Concedeu ele, olhando inquisitivamente para todos os presentes, como

esperando que eles o apoiassem. Mas apoio nenhum veio.

- Emília sofre de alguma desfunção nervosa, que nem ela, nem

quaisquer remédios podem controlar. - Disse a senhora chamada Sueli,

falando do ponto extremo da sala. Dentre os presentes, nenhum ar de

surpresa ou constrangimento.

- Agora, acho que compreende porque eu não desejo qualquer laço

contigo. Seria uma ameaça para sua carreira.

- Não só para a carreira, mas também para sua integridade. -

Confirmou Sueli, agora de pé, olhando diretamente para ele. - O que os

jornais diriam?

- Bem, se estiver dizendo a verdade e, se, o que quer que isso

seja, expressar-se de uma forma tão... Incrível...

- Acontece em quase qualquer lugar. - Disse Emília, parecendo, de

repente, completamente exausta. - e nem sempre é tão inofencivo assim.

Como se eu tivesse, dentro de mim, mais três ou quatro outras pessoas,

interpondo-se, atuando, dividindo meu corpo, minha vida...

E, na medida em que dizia isso, toda sua expressão alterava-se, uma

vez mais. O corpo vergava-se, como que sucumbido ao peso de anos que

ainda não o tinham assoitado; a pele, incompreencivelmente, parecia

pender flácida, de alguns pontos. Os olhos, de súbito, pareceram

enevoados por uma catarata outrora inexistente. Sua voz saiu-lhe gasta e

cansada, como se, indiscutivelmente, pertencesse a outra pessoa.

- Sinhozinho quer ter alguma coisa com ela, é? - Perguntou, e o som

era perturbadoramente cemelhante a um cacarejo.

Uma risada cortante fez seus lábios dobrarem-se, como se lá não

houvesse uma dentadura perfeita.

- Bem, terá de ficar também comigo. - Murmurou ela, parecendo, mais

que nunca, uma bruxa velha.

Deus dois passos na direção dele, arrastando uma perna, com visível

dificuldade.

- O que isso parece, meu sinhô? - Indagou, mas, o que quer que ele

pensasse, não teve tempo de responder, pois nova metamorfose nela se

operava.

De pé, na sala modesta, parecia estar uma terceira pessoa, embora

ocupasse ainda o mesmo corpo. O tronco aprumou-se, de súbito. Os olhos

tornaram-se límpidos, e quase pareceram de um azul mais sentido, que

enxergado. Os lábios pareceram afinar-se, em uma contração delicada,

mas, efetiva. Um sorriso perpétuo modificou-lhe a fisionomia, dando-lhe

um ar tão doce, que não poderia ser real. Agora, tão próximos estavam,

que ela pôde segurar-lhe a mão. Levou-a aos lábios, com uma mesura.
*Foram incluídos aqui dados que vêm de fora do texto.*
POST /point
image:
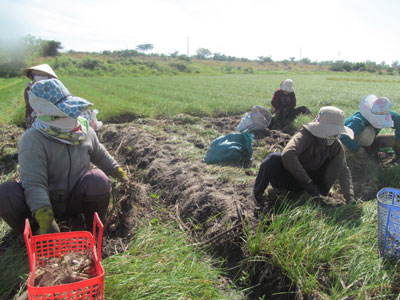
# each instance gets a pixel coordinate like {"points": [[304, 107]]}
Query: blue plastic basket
{"points": [[389, 221]]}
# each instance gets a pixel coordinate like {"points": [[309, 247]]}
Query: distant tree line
{"points": [[16, 56]]}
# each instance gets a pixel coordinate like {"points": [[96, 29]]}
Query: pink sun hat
{"points": [[377, 111]]}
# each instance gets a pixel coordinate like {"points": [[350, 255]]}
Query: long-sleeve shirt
{"points": [[358, 123], [307, 153], [280, 100], [50, 169]]}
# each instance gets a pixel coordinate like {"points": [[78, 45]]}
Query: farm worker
{"points": [[35, 73], [284, 103], [312, 160], [55, 157], [374, 114]]}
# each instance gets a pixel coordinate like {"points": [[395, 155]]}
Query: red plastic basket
{"points": [[57, 245]]}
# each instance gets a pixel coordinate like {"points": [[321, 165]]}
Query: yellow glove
{"points": [[45, 218], [396, 148], [120, 174]]}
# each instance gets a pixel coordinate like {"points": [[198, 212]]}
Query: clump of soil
{"points": [[70, 268], [197, 199]]}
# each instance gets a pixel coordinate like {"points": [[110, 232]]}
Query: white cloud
{"points": [[354, 30]]}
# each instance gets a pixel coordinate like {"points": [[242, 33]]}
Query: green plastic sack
{"points": [[231, 148]]}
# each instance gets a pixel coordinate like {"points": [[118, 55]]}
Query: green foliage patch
{"points": [[161, 264]]}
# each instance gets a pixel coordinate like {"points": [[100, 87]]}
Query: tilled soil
{"points": [[214, 207]]}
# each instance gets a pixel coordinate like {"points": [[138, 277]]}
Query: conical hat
{"points": [[44, 69]]}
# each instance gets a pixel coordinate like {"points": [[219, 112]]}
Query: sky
{"points": [[351, 30]]}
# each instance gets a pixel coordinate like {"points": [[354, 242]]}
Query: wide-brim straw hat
{"points": [[377, 111], [287, 85], [51, 97], [44, 69], [330, 122]]}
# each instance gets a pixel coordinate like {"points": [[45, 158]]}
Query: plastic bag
{"points": [[233, 147], [246, 123], [90, 115]]}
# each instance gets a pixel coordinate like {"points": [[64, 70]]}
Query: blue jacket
{"points": [[358, 123]]}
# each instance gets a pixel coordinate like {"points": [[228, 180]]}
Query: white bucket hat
{"points": [[330, 122], [43, 69], [287, 85], [377, 111]]}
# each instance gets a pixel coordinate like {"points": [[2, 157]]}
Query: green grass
{"points": [[330, 253], [199, 95], [161, 264]]}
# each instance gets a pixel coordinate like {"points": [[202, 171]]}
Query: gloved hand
{"points": [[120, 174], [396, 148], [362, 154], [45, 218]]}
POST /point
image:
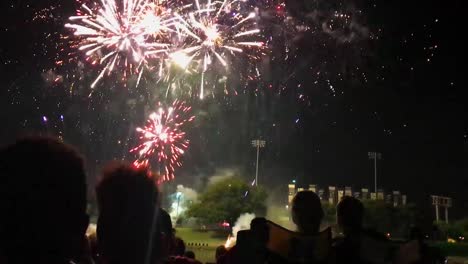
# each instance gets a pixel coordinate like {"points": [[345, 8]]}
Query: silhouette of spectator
{"points": [[358, 245], [189, 254], [220, 251], [179, 247], [307, 212], [42, 202], [126, 228]]}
- Não nos conhecemos de muito tempo, meu querido? - Quis saber, e

sua voz era perfeitamente musical.

Levantou-lhe o queixo com uma das mãos, ante à presença muda da

assistência, e olhou no fundo dos seus olhos.

- Agora Leonel, antes Mateus, Antes Malaquias, antes Romão e antes...

- O quê? - Perguntou ele, algo assustado.

Seu sorriso acolhedor e sobrenatural poderia acalmar a cidade

inteira.

- Ora, não tente entender agora, meu querido... Não agora... Quanto

tempo faz... Oh, céus, quanto, quanto tempo faz... Olha-me. Você me ama,

não é?

Ele fez que sim, aturdido, mas certo de que a amava, independendo de

quantas ela fosse ou de quem fosse aquela que lhe falava, naquele

momento.

Dois meses depois, casaram-se, apesar dos protestos dela e das

cavilações da mídia. Ao longo dos anos, ele aprendeu a conviver com

cada uma daquelas estranhas personagens que partilhavam-lhe o corpo.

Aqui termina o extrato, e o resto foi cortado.